In order to make the Blink tree concurrent, each node must contain a socket for a lock queue. Each
node also contains a flag, deleted, which is set to true if the node is no longer in the priority queue, and
a counter, marks, which records the number of active inserts that have read the node (the space used
by a deleted node cannot be reclaimed until the marks counter is zero). Finally, each node will need to
store which insert operation created the node in creator.

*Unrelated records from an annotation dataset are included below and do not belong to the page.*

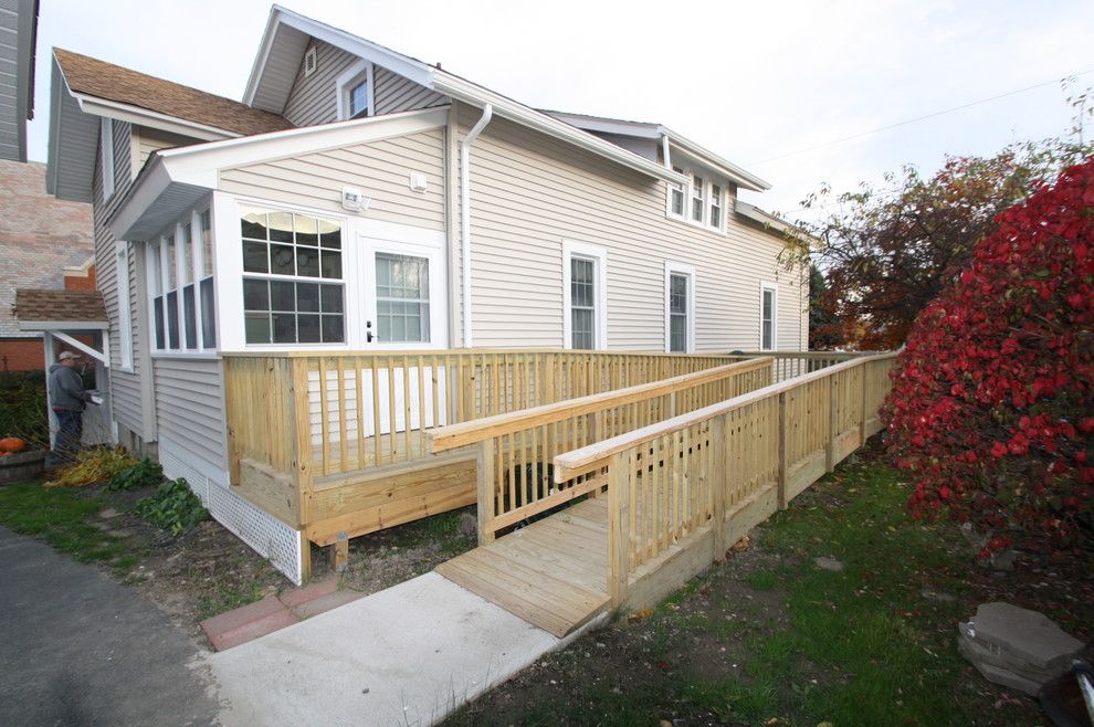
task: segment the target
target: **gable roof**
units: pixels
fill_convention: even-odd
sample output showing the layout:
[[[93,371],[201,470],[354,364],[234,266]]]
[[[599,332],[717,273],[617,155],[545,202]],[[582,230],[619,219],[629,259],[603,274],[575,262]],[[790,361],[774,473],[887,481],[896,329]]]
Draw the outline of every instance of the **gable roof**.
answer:
[[[283,116],[106,61],[53,49],[69,89],[241,136],[292,128]]]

Two more data structures are needed both lists of pointers (see figure 2). In both lists, there is
one pointer for each level in the tree. In the first list, minheadlist, each pointer in the list points to the
leftmost active (not deleted) node in a level. The pointers in minheadlist are ordered from the leaf level
to the root level. Minheadlist may be locked, which implicitly locks the leftmost leaf. The deletemin
operations use minheadlist to find the parent nodes. The other list, delheadlist is similar, except that
its pointers point to the first node in the level, deleted or active. Delheadlist is maintained so that
deleted nodes that will be accessed in the future can be kept in the data structure, but have their space
eventually reclaimed.
2.2 Locks
This algorithm uses four types of locks, W, Wp, Wi, and R. Table 1 summarizes their compatibility. The
W lock is the usual exclusive lock, and the R lock is the usual shared lock. A W lock can be upgraded to
a Wp lock, which is a preemptive exclusive lock. When a W lock is upgraded to a Wp lock, all processes
that have Wi (preemptable exclusive) locks relinquish their other lock to the process that placed the Wp
lock. A process that attempts to place a Wi lock on a node that is Wplocked is preempted also. When
the Wp lock is released, the preempted operation resumes. The preempting and preemptable locks are
used to break deadlocks. In the priority queue algorithm, the deadlock can occur at only one point, so
that the Wi and Wp locks need to be implemented on only one queue (minheadlist). In order to make
the algorithm more efficient, a Wi lock has priority over all waiting W locks.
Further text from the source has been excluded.